I am trying to write a postgres query which returns max, min, median, first and last values in a group along with the timestamp column for each aggregate value
Table
Id Timestamp_utc Value
1 2020-11-05 15:36:15.768388 10
1 2020-11-05 15:40:15.768388 20
1 2020-11-05 15:44:15.768388 30
1 2020-11-05 15:45:15.768388. 5
1 2020-11-05 15:59:15.768388 25
1 2020-11-05 16:59:15.768388 25
Expected Result
Id Median Median_Timestamp Min Min_Timestamp Max Max_TimeStamp
1 17.5. 15:44:15.768388 5 2020-11-05 15:45:15.768388 30 2020-11-05 15:44:15.768388
I have this query which groups data doesn't include the timestamp
SELECT Id, time_bucket('60', timestamp_utc) AS bucket,
percentile_cont(0.5) within group (order by value) median_value,
min(value) min_value,
max(value) max_value
FROM rs.MyTable
WHERE id IN ( 1111,123)
AND timestamp_utc Between '2020-11-05 10:00:15.748643' and '2020-11-05 16:35:48.750313'
GROUP BY id, bucket
ORDER BY id, bucket
Is there a way I could get timestamp column as well for the aggregated value like timestamp_utc col data when the value is maximum?

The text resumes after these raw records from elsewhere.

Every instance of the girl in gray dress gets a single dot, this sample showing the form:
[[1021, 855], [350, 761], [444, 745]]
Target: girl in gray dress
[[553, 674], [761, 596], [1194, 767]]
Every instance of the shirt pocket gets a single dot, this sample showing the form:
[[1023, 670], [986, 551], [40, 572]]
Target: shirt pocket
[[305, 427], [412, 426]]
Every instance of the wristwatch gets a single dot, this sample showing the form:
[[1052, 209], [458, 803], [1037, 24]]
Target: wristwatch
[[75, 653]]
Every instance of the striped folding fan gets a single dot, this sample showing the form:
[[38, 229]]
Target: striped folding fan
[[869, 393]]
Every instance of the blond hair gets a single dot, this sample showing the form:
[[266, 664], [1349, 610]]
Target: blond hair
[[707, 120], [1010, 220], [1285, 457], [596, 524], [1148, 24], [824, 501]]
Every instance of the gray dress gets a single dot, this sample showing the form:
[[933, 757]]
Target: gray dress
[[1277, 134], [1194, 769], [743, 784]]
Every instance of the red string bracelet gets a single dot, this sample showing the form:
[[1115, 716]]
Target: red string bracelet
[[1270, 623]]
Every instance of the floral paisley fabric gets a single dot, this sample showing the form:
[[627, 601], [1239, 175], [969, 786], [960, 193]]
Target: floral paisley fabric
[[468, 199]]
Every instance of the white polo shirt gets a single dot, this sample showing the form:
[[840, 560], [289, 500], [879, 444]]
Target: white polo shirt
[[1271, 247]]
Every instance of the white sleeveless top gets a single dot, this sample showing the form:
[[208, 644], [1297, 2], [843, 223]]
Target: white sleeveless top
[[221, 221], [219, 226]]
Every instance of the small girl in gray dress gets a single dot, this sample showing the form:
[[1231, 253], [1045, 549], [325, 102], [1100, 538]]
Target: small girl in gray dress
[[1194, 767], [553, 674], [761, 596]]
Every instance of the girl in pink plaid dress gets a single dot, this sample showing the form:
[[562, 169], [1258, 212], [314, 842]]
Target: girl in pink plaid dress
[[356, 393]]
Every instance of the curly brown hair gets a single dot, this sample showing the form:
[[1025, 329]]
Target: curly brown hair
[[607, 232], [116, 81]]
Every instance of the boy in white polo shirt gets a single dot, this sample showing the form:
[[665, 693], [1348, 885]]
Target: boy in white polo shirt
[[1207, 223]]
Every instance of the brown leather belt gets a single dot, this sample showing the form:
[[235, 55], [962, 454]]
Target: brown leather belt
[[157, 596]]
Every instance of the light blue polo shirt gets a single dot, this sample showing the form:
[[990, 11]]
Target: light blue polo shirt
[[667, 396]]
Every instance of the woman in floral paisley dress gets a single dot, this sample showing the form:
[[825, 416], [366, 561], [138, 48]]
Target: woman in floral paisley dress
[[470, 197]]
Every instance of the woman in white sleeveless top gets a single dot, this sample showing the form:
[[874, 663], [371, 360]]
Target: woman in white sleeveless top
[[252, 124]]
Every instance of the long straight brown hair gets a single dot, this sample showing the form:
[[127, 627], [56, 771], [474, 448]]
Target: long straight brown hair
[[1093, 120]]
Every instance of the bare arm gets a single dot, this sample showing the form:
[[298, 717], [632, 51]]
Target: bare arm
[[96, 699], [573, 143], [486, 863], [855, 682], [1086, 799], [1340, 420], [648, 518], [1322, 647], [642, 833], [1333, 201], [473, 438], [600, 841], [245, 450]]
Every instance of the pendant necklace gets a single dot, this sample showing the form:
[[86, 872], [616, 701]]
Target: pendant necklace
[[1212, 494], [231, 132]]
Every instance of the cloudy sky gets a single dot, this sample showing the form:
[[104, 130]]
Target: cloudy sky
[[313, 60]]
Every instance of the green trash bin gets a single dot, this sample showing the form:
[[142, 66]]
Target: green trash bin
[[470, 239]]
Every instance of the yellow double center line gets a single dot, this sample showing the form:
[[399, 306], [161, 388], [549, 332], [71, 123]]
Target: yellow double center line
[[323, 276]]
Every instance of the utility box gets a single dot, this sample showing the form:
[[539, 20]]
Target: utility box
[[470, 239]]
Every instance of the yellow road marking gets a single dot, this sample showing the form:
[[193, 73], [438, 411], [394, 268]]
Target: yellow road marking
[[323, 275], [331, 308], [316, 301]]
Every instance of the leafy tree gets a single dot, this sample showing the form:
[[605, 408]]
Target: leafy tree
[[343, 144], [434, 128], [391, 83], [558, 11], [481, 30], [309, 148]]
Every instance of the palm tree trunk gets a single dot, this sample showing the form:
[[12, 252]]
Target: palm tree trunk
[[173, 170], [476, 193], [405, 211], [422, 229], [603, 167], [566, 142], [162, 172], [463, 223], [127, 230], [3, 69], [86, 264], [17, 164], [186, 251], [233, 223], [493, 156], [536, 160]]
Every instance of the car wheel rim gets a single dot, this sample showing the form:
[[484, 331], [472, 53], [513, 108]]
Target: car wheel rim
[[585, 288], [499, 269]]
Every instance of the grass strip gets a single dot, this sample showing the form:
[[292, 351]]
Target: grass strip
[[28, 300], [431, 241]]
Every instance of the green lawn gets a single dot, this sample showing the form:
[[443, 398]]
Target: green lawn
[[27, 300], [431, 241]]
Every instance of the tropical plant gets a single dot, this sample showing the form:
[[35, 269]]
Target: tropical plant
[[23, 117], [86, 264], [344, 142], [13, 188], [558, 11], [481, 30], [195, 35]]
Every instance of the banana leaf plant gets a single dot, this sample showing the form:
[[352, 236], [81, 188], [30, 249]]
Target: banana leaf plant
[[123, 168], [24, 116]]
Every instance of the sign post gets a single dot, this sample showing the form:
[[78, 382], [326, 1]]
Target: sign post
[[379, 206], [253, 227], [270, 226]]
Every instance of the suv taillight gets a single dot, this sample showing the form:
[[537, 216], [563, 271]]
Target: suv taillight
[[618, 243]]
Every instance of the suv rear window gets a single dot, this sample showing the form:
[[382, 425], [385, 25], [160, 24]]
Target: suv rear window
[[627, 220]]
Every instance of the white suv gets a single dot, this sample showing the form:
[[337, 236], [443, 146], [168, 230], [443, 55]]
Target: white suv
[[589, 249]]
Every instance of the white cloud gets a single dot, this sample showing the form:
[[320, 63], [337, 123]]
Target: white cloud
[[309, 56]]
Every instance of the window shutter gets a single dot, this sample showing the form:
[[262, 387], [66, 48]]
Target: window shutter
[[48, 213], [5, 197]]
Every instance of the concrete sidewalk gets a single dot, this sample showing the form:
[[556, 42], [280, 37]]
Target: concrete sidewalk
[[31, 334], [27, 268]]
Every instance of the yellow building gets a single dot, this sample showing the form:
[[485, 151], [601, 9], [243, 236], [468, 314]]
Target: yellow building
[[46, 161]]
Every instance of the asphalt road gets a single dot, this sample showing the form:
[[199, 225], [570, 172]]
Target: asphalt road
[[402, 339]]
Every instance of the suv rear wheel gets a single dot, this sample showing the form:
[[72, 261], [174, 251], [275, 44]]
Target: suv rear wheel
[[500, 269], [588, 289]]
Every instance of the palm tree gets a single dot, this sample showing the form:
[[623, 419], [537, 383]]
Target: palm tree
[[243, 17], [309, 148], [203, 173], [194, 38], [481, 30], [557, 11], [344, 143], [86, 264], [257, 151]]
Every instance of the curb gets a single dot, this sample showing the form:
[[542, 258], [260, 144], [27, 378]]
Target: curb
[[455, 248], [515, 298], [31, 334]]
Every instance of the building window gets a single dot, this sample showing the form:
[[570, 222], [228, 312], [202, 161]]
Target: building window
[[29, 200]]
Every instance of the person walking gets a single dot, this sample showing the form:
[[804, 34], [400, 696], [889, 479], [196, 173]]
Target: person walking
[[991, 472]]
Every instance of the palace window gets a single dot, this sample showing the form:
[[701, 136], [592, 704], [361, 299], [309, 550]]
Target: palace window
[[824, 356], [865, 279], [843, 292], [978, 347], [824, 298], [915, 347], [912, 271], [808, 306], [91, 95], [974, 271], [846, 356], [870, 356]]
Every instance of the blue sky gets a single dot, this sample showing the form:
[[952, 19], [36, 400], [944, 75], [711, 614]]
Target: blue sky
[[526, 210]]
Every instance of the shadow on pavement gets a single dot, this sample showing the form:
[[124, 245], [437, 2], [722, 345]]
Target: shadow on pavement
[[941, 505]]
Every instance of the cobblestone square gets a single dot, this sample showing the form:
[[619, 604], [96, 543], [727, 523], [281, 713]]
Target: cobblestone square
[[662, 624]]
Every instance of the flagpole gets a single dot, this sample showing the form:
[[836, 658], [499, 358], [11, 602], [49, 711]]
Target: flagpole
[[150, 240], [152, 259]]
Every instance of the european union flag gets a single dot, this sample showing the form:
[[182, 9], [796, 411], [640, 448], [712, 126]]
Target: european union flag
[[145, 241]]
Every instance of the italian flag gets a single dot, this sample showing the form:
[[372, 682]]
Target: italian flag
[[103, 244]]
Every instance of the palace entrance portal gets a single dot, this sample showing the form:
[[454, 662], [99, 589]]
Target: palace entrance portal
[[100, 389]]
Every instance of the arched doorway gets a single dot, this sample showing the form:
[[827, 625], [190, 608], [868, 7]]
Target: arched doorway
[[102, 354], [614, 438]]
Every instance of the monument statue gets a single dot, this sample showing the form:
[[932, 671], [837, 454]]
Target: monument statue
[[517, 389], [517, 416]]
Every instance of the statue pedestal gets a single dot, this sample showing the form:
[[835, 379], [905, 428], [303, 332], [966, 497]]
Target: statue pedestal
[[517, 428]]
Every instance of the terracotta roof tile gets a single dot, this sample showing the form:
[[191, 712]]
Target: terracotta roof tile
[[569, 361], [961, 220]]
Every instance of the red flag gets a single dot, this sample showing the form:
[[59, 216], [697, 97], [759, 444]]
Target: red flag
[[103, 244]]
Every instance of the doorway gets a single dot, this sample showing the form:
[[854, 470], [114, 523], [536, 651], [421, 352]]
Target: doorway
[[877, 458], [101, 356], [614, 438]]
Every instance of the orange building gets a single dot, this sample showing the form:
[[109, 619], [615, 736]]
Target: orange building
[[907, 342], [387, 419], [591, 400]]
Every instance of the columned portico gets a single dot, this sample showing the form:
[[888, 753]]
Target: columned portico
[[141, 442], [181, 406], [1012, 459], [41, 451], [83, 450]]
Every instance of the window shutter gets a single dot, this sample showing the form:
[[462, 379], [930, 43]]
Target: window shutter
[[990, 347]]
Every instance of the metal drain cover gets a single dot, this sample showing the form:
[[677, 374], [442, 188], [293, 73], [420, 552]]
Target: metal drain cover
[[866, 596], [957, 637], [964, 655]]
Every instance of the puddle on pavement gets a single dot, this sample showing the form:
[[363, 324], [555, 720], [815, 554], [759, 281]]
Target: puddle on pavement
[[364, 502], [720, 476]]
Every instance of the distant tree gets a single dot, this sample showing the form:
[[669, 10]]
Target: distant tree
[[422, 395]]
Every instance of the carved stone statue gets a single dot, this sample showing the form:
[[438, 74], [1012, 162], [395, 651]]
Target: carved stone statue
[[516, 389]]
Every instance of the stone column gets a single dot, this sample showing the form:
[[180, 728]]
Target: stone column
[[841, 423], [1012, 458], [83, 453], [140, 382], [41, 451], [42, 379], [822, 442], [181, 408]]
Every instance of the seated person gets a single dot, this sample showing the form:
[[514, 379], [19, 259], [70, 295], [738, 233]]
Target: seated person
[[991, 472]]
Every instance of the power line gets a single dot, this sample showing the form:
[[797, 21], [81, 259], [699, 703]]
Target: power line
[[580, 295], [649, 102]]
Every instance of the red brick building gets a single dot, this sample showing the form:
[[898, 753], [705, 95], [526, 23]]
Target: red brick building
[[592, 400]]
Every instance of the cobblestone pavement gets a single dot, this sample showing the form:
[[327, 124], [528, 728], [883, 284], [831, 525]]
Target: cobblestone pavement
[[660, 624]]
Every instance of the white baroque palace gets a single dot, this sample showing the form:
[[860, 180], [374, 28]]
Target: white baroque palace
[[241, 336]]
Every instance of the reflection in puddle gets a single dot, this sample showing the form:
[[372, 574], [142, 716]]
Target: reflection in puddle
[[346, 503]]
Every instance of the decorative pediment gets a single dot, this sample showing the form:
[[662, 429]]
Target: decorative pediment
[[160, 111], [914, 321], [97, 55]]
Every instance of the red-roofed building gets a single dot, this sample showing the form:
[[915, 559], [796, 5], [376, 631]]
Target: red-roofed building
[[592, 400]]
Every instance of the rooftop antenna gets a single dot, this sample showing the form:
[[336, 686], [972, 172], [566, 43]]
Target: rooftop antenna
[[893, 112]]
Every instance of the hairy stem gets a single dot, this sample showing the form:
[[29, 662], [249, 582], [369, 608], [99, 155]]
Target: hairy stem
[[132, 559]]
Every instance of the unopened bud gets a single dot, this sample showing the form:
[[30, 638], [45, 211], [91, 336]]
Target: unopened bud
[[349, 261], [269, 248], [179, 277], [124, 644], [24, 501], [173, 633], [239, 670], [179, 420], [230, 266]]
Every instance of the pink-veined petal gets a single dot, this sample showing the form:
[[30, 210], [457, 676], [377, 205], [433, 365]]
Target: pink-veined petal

One option uses window functions in a subquery to rank the timestamps by increasing and descending value
, then conditional aggregation in the outer query to bring the relevant values
select id, bucket,
percentile_cont(0.5) within group (order by value) median_value,
min(value) min_value,
max(timestamp_utc) filter(where rn_asc = 1) min_timestamp,
max(value) max_value,
max(timestamp_utc) filter(where rn_desc = 1) max_timestamp
from (
select t.*,
row_number() over(partition by id, bucket order by value) rn_asc,
row_number() over(partition by id, bucket order by value desc) rn_desc
from (
select t.*, time_bucket('60', timestamp_utc) as bucket
from rs.mytable t
where
id in (1111,123)
and timestamp_utc between '2020-11-05 10:00:15.748643'::timestamp
and '2020-11-05 16:35:48.750313'::timestamp
) t
) t
group by id, bucket
order by id, bucket
Note that we need to compute the bucket first, and put it in the partition of the window function.